Non si fermeranno più. Dal 1994, anno in cui nasce l’opera Il cavaliere dell’intelletto, dedicata a Federico II lo “Stupor Mundi”, e fino al 2012, realizzeranno insieme canzoni, opere teatrali, film, documentari, videoclip, compresa la pellicola Niente è come sembra del 2007, dove il concetto di «niente è reale, niente è come appare» ritorna prorompente. Il filosofo, intanto, ci aveva preso gusto: scriverà testi per Patti Pravo, Alice, Fiorella Mannoia, Carmen Consoli, Milva, Adriano Celentano, Ornella Vanoni, finché nel 2001 si esibirà in un album “solo”, Fun club. Si era già scoperto quasi crooner in Di passaggio, una delle prime canzoni scritte insieme, dove declamerà Eraclito in greco antico. Battiato, al contrario, getta la spugna: per lungo tempo non scriverà più versi, preferendo quelli dell’amico: «In questo suo mondo, completamente diverso dal mio, c’è un allargamento della tavolozza di colori. Eri abituato al tuo giardino, ma ora prendi i fiori da un altro».

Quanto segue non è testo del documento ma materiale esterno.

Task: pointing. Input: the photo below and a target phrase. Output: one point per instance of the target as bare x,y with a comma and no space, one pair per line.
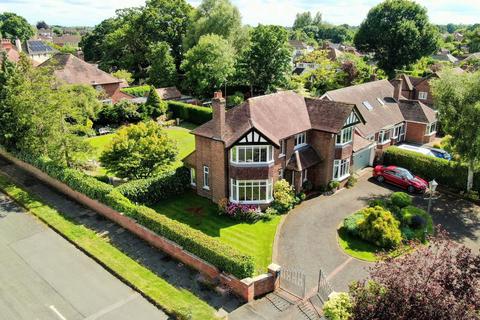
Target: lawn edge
169,311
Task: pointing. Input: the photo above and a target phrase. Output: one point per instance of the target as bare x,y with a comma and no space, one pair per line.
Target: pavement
43,276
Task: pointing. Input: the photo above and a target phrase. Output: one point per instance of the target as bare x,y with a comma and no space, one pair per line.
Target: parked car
400,177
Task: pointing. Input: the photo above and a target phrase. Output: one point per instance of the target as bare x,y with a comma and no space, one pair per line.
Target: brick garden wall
243,288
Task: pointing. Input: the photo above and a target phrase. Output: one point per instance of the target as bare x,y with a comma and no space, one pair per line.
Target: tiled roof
73,70
278,116
384,111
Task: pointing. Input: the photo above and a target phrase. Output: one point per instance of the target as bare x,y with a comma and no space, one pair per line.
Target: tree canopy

Litigheranno spesso, per una rima da aggiungere o tagliare. Nonostante questo, si daranno sempre del “lei”. Massimo Cacciari, che pure si commosse in diretta tv alla morte di Sgalambro, ritiene oggi che il pessimismo cosmico del pensatore di Lentini abbia appesantito la leggerezza originaria del musicista. Sgalambro si nutriva di Schopenhauer, Nietzsche, Cioran, Spengler, Kraus, Rensi e Giulio Cesare Vanini, «l’empio teologo» seicentesco cui Hölderlin ha dedicato una poesia. Aveva sistematizzato il suo pensiero solo a 58 anni, quando pubblicò per Adelphi — era il 1982 — La morte del sole. «Roberto Calasso mi disse che quel libro era marcio, ed era esattamente così» dirà. Per la casa editrice ne pubblicherà altri undici.
Nel 2014 anche Battiato licenzia un libro, per Bompiani: Attraversando il Bardo: sguardi sull’aldilà, interviste — tra cui allo stesso Sgalambro — sul tema della morte. Presentandolo agli studenti di Paternò racconterà: «La seconda notte dalla scomparsa di Manlio ho sentito una voce robotica che diceva: chiamate Battiato, chiamate Battiato, è mio amico. Sembrava quasi uno scherzo della natura. Credo che lui si sia reincarnato in Medio Oriente. Però è rientrato di nuovo da questa parte». Parole sibilline su cicli delle vite e realtà illusorie: in fondo fu proprio il succitato Claudio Rocchi a fare per primo in Italia canzonette su argomenti tanto esoterici. In seguito Battiato le trasformerà in successi. E Sgalambro vi aggiunse infine un tocco eracliteo. Finì per credere anche lui alla via tibetana del Bardo?